Top 20 Tips from 20 Years
(The Series Continues . . .)


by David D. Holland


Today, there’s only room for three strategies to help build your finances:


#11 – Reduce marital stress and strain with a plan (and a budget). Part I – Budgeting: Do you and your spouse argue over money? Do you have a written monthly budget that you’ve agreed on? Money is cited as one of the top reasons for divorce. Getting on the same page about how you spend your family’s income can be a marriage saver! Part II – Retirement: Will you retire at the same time? A lot of questions surround the decision about when to retire (especially if there’s a big age difference between spouses). You can reduce potential conflict by building a plan that looks at various scenarios from a financial perspective.



Financial Plan

#12 – On a related note, it is essential to explore and select the best Social Security election date for your particular situation. There are many different options (especially for couples) on when to start drawing your SS benefits (e.g., file and suspend, filing a restricted application, and filing for spousal benefits). There are also many personal and financial factors that need to be considered. Tackle this decision “head-on” by getting a copy of your SS statement (if you haven’t been mailed a statement lately, go to to print a copy). Using online software, or with the help of a properly trained financial planner, you can make the most of your Social Security benefits.


#13 – Many retirees arrive at retirement with Social Security, possibly a pension, the equity in their home, various company retirement plans, IRAs, after-tax investment accounts, and cash.
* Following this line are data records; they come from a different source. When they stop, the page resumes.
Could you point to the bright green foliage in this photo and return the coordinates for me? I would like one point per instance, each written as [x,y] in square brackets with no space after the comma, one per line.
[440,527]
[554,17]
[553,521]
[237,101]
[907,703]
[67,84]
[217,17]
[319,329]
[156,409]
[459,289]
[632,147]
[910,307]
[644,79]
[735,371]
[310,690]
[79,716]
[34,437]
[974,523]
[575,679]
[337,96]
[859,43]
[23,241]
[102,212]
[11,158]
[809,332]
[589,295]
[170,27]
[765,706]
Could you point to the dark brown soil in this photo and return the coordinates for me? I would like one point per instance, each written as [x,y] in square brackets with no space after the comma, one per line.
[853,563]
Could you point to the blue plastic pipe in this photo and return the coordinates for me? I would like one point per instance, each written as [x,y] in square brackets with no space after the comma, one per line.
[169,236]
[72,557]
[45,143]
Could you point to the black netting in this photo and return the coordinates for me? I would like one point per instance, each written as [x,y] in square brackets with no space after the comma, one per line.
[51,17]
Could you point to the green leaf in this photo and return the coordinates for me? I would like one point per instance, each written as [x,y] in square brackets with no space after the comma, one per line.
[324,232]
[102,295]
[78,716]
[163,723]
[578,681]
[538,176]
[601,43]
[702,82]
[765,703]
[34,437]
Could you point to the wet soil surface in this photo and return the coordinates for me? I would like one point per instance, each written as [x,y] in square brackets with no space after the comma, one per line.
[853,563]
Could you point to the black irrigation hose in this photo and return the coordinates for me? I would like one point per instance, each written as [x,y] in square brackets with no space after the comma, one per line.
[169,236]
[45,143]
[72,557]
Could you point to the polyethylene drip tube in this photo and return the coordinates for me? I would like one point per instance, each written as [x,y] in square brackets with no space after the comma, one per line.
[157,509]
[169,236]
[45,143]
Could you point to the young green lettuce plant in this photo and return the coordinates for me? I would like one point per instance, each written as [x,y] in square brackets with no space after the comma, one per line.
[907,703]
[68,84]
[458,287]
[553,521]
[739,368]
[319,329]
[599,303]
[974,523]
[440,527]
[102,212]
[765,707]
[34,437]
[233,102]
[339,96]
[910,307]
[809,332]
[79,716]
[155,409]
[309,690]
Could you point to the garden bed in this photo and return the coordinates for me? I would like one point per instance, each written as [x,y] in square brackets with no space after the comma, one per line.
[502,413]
To keep income taxes to a minimum, it’s important to plan how to draw from these various accounts when paychecks stop. Of course, the investments within these accounts should match your tax strategy. For example, you wouldn’t want to draw on your IRA and have it be invested 100% in the stock market. You’d likely be better served by doing your stock investing in another account and choose something more stable (less risky) for the IRA you are drawing against. The long-term benefit of staying in the lower income tax brackets can be significant and well-worth the time and effort. Twenty years and counting, and not one person yet has told me they want to pay more income taxes!